What data type is recommended for ID columns?
Asked Answered
K

9

18

I realize this question is very likely to have been asked before, but I've searched around a little among questions on StackOverflow, and I didn't really find an answer to mine, so here goes. If you find a duplicate, please link to it.

For some reason I prefer to use Guids (uniqueidentifier in MsSql) for my primary key fields, but I really don't know why this would be better. In many of tutorials I've walked myself through lately an automatically incremented int has been used. I can see pro's and cons with both:

  • A Guid is always of the same size and length, and there is no reason to worry about running out of them, whereas there is a limit to how many records you could have before you'd run out of numbers that fit in an int.
  • int is (at least in C#) a nullable type, which opens for a couple of shortcuts when querying for data.
  • And int is easier to read.
  • I bet you could come up with at least a couple of more things here.

So, as simple as the title says it: What is the recommended data type for ID (primary key) columns in a database?

EDIT: After recieving a couple of short answer, I must also add this follow-up question. Without it, your answer is neither compelling nor educating... ;) Why do you think so, and what are the cons of the other option that make you not choose that instead?

Kenleigh answered 31/5, 2009 at 14:12 Comment(1)
it should be pointed out that a GUID and an integer are just different ways of displaying and generating a sequence of bytes. Where the ints are generated sequentially, the GUIDs are generated "randomly" and there are more bytes in them. that means you don't need to see the existing state of the database to generate one. everything can be nullable in C# with an ? on it.Pliant
M
19

Any integer type of sufficient size to store anticipated data ranges. Generally 32 bit ints are viewed as too small (rightly or wrongly) for tables with a lot of rows or changes. A 64 bit int is plenty. Many databases won't have or won't use that integer type but will use a NUMBER type with specified scale and precision. 10-15 digits is a fairly common size.

The reason for choosing integer types is twofold:

  1. Size; and
  2. Speed.

The size of an integer is:

  • 32 bit: 4 bytes;
  • 64 bit: 8 bytes;
  • Binary coded decimal: two digits per byte plus as much as a byte for sign, scale and/or precision.

Compare that to a GUID, which is 128 bits or a normal string, which is at least one byte per character (more in certain character encodings) plus an overhead that might be as little as one byte (terminating null) or could be much more in some cases.

Sorting integers is trivial and, assuming they are unique and the range is sufficiently small, can actually be done in O(n) time, compared to, at best, O(n log n).

also, just as importantly, most databases can generate unique IDs by means of auto-increment columns and/or sequences.
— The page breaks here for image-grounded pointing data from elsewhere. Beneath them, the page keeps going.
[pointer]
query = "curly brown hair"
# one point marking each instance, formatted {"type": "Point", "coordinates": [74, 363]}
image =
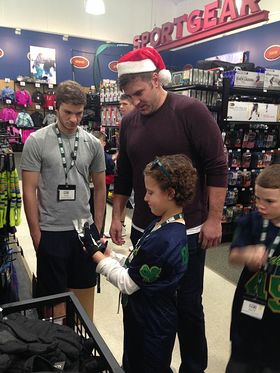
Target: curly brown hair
{"type": "Point", "coordinates": [269, 177]}
{"type": "Point", "coordinates": [177, 172]}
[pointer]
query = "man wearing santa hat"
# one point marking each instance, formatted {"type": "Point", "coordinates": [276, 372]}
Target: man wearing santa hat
{"type": "Point", "coordinates": [167, 123]}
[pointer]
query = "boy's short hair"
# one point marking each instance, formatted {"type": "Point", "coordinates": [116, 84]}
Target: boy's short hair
{"type": "Point", "coordinates": [70, 92]}
{"type": "Point", "coordinates": [269, 177]}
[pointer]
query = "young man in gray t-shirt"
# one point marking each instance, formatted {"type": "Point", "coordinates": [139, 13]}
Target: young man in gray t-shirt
{"type": "Point", "coordinates": [57, 163]}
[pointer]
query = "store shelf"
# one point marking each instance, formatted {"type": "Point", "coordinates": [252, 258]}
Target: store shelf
{"type": "Point", "coordinates": [194, 86]}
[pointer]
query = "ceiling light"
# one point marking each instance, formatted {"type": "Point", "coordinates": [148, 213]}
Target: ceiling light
{"type": "Point", "coordinates": [96, 7]}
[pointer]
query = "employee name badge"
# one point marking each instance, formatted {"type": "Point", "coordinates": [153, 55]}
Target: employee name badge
{"type": "Point", "coordinates": [253, 308]}
{"type": "Point", "coordinates": [66, 192]}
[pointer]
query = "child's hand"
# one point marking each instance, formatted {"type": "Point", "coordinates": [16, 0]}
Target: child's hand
{"type": "Point", "coordinates": [255, 256]}
{"type": "Point", "coordinates": [107, 251]}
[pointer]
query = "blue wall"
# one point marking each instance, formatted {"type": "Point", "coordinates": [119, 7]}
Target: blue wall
{"type": "Point", "coordinates": [254, 40]}
{"type": "Point", "coordinates": [16, 47]}
{"type": "Point", "coordinates": [15, 61]}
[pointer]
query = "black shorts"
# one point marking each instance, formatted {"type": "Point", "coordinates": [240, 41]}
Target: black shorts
{"type": "Point", "coordinates": [62, 264]}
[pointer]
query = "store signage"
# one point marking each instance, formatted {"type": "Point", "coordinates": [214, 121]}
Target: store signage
{"type": "Point", "coordinates": [216, 18]}
{"type": "Point", "coordinates": [113, 66]}
{"type": "Point", "coordinates": [272, 53]}
{"type": "Point", "coordinates": [80, 62]}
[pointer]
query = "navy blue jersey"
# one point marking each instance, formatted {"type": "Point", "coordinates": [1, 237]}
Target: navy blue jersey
{"type": "Point", "coordinates": [150, 318]}
{"type": "Point", "coordinates": [252, 339]}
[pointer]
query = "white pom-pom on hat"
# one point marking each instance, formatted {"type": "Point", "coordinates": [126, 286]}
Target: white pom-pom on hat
{"type": "Point", "coordinates": [143, 60]}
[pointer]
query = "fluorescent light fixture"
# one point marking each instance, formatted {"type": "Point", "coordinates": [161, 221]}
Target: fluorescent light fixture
{"type": "Point", "coordinates": [96, 7]}
{"type": "Point", "coordinates": [238, 4]}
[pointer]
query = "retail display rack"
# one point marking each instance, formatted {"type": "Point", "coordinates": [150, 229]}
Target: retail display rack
{"type": "Point", "coordinates": [249, 121]}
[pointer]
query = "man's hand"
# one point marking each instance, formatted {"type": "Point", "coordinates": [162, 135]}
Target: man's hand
{"type": "Point", "coordinates": [211, 233]}
{"type": "Point", "coordinates": [116, 232]}
{"type": "Point", "coordinates": [36, 238]}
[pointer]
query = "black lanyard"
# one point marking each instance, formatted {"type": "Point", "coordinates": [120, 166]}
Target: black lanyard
{"type": "Point", "coordinates": [62, 151]}
{"type": "Point", "coordinates": [271, 250]}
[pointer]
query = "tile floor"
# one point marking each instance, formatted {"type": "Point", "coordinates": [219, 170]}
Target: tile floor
{"type": "Point", "coordinates": [218, 294]}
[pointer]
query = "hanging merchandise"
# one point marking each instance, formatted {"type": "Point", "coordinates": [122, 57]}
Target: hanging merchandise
{"type": "Point", "coordinates": [49, 100]}
{"type": "Point", "coordinates": [49, 118]}
{"type": "Point", "coordinates": [7, 114]}
{"type": "Point", "coordinates": [23, 98]}
{"type": "Point", "coordinates": [38, 97]}
{"type": "Point", "coordinates": [8, 95]}
{"type": "Point", "coordinates": [24, 120]}
{"type": "Point", "coordinates": [37, 118]}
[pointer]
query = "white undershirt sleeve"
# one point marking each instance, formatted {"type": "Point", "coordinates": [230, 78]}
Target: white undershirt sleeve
{"type": "Point", "coordinates": [117, 275]}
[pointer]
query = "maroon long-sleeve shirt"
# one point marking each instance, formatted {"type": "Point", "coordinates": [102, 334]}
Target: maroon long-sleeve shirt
{"type": "Point", "coordinates": [181, 125]}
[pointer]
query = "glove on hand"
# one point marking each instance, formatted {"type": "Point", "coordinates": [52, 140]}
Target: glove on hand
{"type": "Point", "coordinates": [91, 240]}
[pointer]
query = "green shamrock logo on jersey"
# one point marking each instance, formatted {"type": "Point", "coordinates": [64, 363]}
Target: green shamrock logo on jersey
{"type": "Point", "coordinates": [185, 255]}
{"type": "Point", "coordinates": [149, 274]}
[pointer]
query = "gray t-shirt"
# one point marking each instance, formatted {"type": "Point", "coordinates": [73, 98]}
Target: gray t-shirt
{"type": "Point", "coordinates": [41, 154]}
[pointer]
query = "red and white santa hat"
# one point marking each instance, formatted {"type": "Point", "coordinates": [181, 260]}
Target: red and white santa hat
{"type": "Point", "coordinates": [143, 60]}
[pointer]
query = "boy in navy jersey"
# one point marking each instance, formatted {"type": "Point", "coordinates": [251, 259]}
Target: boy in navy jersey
{"type": "Point", "coordinates": [255, 326]}
{"type": "Point", "coordinates": [149, 278]}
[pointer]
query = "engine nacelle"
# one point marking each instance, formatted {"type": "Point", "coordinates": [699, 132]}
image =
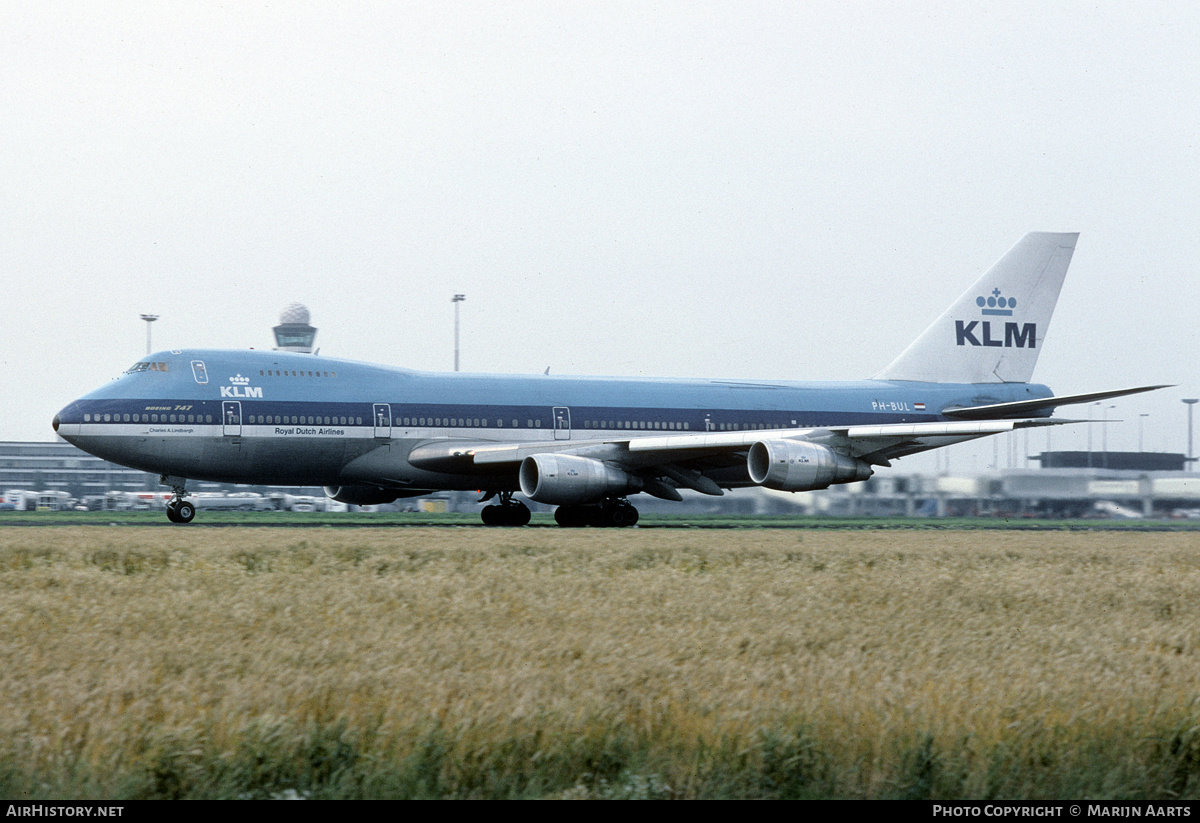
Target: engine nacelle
{"type": "Point", "coordinates": [568, 480]}
{"type": "Point", "coordinates": [363, 496]}
{"type": "Point", "coordinates": [797, 466]}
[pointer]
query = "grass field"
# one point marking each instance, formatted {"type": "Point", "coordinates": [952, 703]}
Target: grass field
{"type": "Point", "coordinates": [545, 662]}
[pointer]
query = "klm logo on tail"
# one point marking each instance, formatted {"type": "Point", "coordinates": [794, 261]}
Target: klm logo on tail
{"type": "Point", "coordinates": [1015, 335]}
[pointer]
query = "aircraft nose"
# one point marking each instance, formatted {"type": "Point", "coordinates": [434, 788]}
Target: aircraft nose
{"type": "Point", "coordinates": [65, 424]}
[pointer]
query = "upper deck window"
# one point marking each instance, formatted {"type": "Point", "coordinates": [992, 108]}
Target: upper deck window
{"type": "Point", "coordinates": [147, 366]}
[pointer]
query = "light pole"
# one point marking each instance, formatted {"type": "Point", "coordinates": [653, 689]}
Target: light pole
{"type": "Point", "coordinates": [456, 299]}
{"type": "Point", "coordinates": [149, 319]}
{"type": "Point", "coordinates": [1191, 402]}
{"type": "Point", "coordinates": [1104, 436]}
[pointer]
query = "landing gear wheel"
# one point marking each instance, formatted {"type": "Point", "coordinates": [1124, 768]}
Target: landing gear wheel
{"type": "Point", "coordinates": [180, 511]}
{"type": "Point", "coordinates": [185, 511]}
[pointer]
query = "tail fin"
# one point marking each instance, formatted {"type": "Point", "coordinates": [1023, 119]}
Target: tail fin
{"type": "Point", "coordinates": [994, 332]}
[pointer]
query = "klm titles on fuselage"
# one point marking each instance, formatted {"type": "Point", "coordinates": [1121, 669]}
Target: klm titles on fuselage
{"type": "Point", "coordinates": [241, 391]}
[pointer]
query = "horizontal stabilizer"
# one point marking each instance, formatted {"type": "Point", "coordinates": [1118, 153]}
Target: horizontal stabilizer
{"type": "Point", "coordinates": [1029, 407]}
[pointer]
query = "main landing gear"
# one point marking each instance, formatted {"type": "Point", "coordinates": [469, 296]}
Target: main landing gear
{"type": "Point", "coordinates": [507, 512]}
{"type": "Point", "coordinates": [178, 509]}
{"type": "Point", "coordinates": [612, 512]}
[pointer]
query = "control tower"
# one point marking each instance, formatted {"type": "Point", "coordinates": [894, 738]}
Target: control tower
{"type": "Point", "coordinates": [294, 334]}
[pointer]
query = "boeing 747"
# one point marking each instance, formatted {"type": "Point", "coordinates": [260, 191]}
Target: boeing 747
{"type": "Point", "coordinates": [372, 434]}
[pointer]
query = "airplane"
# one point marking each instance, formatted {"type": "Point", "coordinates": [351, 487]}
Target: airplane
{"type": "Point", "coordinates": [372, 434]}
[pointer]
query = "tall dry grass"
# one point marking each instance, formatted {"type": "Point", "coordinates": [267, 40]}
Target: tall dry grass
{"type": "Point", "coordinates": [478, 662]}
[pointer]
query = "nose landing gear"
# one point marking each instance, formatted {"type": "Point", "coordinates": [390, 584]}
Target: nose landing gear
{"type": "Point", "coordinates": [178, 509]}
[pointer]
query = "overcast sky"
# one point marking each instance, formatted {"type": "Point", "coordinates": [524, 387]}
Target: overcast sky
{"type": "Point", "coordinates": [773, 190]}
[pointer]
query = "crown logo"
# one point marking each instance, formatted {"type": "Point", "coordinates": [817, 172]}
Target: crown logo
{"type": "Point", "coordinates": [996, 304]}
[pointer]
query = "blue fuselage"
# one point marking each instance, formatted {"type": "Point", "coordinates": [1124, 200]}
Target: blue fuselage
{"type": "Point", "coordinates": [274, 418]}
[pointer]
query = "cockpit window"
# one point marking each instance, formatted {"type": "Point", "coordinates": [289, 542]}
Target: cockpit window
{"type": "Point", "coordinates": [147, 366]}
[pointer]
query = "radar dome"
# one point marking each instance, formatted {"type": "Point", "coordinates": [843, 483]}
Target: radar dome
{"type": "Point", "coordinates": [295, 313]}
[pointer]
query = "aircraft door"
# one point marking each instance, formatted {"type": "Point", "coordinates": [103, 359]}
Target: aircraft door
{"type": "Point", "coordinates": [562, 422]}
{"type": "Point", "coordinates": [383, 420]}
{"type": "Point", "coordinates": [231, 418]}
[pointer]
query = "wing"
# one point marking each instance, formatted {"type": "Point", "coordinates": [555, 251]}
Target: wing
{"type": "Point", "coordinates": [707, 462]}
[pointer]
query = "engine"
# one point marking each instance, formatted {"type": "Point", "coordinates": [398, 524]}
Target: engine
{"type": "Point", "coordinates": [363, 496]}
{"type": "Point", "coordinates": [567, 480]}
{"type": "Point", "coordinates": [797, 466]}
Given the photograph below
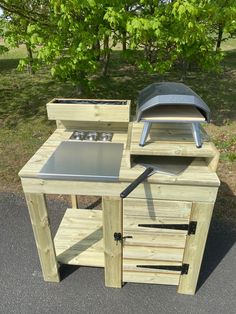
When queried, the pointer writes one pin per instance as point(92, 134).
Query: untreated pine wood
point(112, 222)
point(195, 245)
point(79, 239)
point(74, 201)
point(43, 238)
point(89, 112)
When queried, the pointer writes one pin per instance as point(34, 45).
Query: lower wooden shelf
point(79, 239)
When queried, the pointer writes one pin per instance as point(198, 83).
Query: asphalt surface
point(82, 290)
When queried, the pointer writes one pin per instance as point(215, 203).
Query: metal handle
point(136, 182)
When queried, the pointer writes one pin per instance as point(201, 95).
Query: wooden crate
point(62, 109)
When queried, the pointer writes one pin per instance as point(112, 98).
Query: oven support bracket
point(196, 131)
point(146, 129)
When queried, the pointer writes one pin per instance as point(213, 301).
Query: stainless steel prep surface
point(84, 161)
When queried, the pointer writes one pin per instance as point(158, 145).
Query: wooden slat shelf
point(79, 239)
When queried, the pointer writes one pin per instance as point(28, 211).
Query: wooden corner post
point(112, 223)
point(195, 245)
point(43, 238)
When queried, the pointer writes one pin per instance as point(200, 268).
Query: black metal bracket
point(118, 237)
point(183, 269)
point(191, 227)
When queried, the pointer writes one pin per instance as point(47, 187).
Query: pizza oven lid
point(169, 93)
Guaranteeing uniqueness in an application is otherwise actually quite hard and tends to result in bloated keys.

Plus auto-generated integer keys are typically either loosely or absolutely ordered (depending on database and configuration), which is a useful quality. Randomly generated GUIDs are basically unordered, which is far less useful.

Meitner answered 31/5, 2009 at 14:15 Comment(0)
L
7

Popular databases allow for larger autoincrement fields for years now, so it's much less of an issue.

As for what to use, it's always a choice. One is not clearly better than the other, they have different characteristics and each is good in different scenarios. I have used both over time, and the next schema I work with I'll consider both.

Pros for GUID:

  • Should be unique across computers.
  • Random, unmemorable goo means people are likely to use this only for its intended purpose of an opaque identifier.

Pros for autoincrement:

  • Human understandable.
  • Sequential assignment means you can use a clustered index and impact performance.
  • Suitable for data partitioning.
Luellaluelle answered 31/5, 2009 at 14:24 Comment(0)
G
6

A big disadvantage of using GUID keys is that it is difficult to perform "ad-hoc" queries by hand. Sometimes it is very useful that you can do this:

SELECT * FROM User where UserID=452245

With GUID keys this can become very annoying.

I would recommend 64 bit integers

Gellman answered 31/5, 2009 at 14:25 Comment(1)
I would like to add that GUIDs are not easily human readable, so if i call up customer support with my Transaction ID, i rather give a number than a GUID. Only machines should read GUID.Diannediannne
T
2

If you use a long, you could create over 1000 a second and not run out of primary keys for 29 million years.

Others have already mentioned some of the advantages of using an integer type instead of a UUID/GUID. One of the big advantages is the speed and compactness of the indexes.

An application I was recently involved in where I did the database design, I needed UUIDs, but didn't want to give up the advantages of using longs for primary keys, so I had a "allIds" table that mapped every primary key in the system to a UUID. All my primary keys were generated from a single sequence, so they were all unique across all tables.

Tort answered 31/5, 2009 at 14:15 Comment(0)
D
2

Tell me what criteria you think are important.

What's required is to be unique within the table.

A GUID is a global probabilistically-unique identifier. It's also big. If you need your indices to be unique to within epsilon over every other database installation in the universe, it's a good choice. Otherwise, it's using lots of space unnecessarily.

An autoincrement number is good; it's small, and sure to be unique within the table. On the other hand, it gives you no protection against duplication; two entries, identical except for the magic number, are easy to create.

Using some value that is tied to the entity being describes avoids that, but you have the problem of dealing with uniqueness.

Dona answered 31/5, 2009 at 14:26 Comment(0)
H
0

If the database is distributed, where you could get records from other databases, the primary key needs to be unique within a table across all the databases. GUID solves this issue, albeit at the cost of space. A combination of autoincrement and namespace would be a good tradeoff.

It would be nice if databases could provide inbuild support for autoincrements with "prefixes". So in one database, I get IDs like X1,X2,X3 ... and so on whereas in the other database it could be Y1,Y2,Y3 ... and so on.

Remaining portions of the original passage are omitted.